Umständliches Ladegerät
Und auch das Laden mit dem E-Bike ist gewöhnungsbedürftig. Zwar soll das Bremsen mit der Vorderradbremse den Akku teilweise wieder aufladen, doch dazu kommt es aufgrund der hohen Fahrwiderstände fast nie. Bleibt also das Laden des einfach herausnehmbaren Akkus zu Hause. Doch was Smart hier als Lösung präsentiert, ist mehr als traurig. Ein unhandliches und billig wirkendes Ladegerät, an dem zudem auch noch zwei, nicht aufrollbare, Stromleitungen baumeln, soll dem HighTech Akku neues Leben einhauchen. Das dauert etwa drei bis vier Stunden, zu lang also, um das Bike mal eben bei einer Rast nachzuladen. Zumal man kaum das Ladegerät während der Tour mitschleppen möchte. Denn das mit reichlich Kabelsalat gesegnete Ladegerät findet aufgrund des fehlenden Gepäckträgers keinen Platz am E-Bike. Smart wäre daher gut beraten, auch dieses Detail dem stylishen Rest seines Produktes anzupassen und eine praxisnahe Lösung zu präsentieren, etwa durch ein leichtes on Board Ladegerät, bei dem lediglich eine Schuco Steckdose benötigt wird.
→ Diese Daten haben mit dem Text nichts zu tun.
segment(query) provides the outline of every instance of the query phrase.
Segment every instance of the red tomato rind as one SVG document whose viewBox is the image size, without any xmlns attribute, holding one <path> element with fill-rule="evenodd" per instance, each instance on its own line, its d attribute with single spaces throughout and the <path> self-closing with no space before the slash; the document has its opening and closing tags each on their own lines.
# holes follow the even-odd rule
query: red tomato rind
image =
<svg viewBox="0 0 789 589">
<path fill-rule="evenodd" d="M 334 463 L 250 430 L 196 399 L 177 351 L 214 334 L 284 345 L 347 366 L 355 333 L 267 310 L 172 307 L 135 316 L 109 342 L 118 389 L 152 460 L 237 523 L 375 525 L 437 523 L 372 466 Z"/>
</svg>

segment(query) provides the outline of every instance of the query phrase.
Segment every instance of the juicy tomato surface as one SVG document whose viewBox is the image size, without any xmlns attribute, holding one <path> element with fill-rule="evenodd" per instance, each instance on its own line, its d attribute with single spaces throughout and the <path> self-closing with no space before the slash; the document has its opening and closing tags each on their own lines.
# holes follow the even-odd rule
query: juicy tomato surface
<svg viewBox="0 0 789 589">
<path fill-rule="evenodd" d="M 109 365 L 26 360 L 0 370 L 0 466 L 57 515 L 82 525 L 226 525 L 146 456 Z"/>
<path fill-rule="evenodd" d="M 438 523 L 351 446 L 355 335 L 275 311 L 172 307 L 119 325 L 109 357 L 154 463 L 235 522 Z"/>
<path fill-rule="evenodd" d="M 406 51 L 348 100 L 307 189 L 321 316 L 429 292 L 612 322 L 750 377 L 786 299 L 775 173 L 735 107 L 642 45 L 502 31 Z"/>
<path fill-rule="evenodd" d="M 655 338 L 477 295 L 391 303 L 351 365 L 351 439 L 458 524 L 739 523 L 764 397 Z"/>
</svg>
Zu allem Übel glänzte das Smart E-Bike in unserem Test nur mit einer durchschnittlichen Reichweite. Wird regelmäßig mit voller Akkuunterstützung gefahren, was sich angesichst des hohen Gewichtes fast automatisch ergibt, ist nach nur 35 Kilometern Schluß mit dem zarten Zusatzpunch. Dann heißt es, wie bei jedem herrkömmlichen Drahtesel, kräftig in die Pedale zu treten, um rechtzeitig vor der Dunkelheit zu Hause zu sein.
Positiv schneidet das Smart E-Bike dagegen ab, wenn es um die Bedienung und Verarbeitung geht. Das 2.800 Euro teure Edelbike ist solide gebaut, die Komponenten sind hochwertig und auch die Sitzposition passt. Das zentrale Bedienungspanel von dem aus die Unterstützung gesteuert wird, ist leicht zu bedienen und regenfest und kann bei Bedarf abgenommen werden.So bleibt zumindest dieses vor dem Zugriff von Dieben verschont, denn eine Unterbringungsmöglichkeit für ein solides Bügelschloß sieht das Smart E-Bike nicht vor.
FiF Fazit: Smarts erster Versuch ein E-Bike zu bauen ist eher etwas für den Boulevard, als für den täglichen Gebrauch. Sein schickes Design und seine tolle Verarbeitung können nicht über eklatante Praxismängel hinwegtäuschen. Insbesondere das hohe Gewicht und die fehlende on Board Lademöglichkeit verhindern einen praktischen Mehrwert des Elektroantriebes.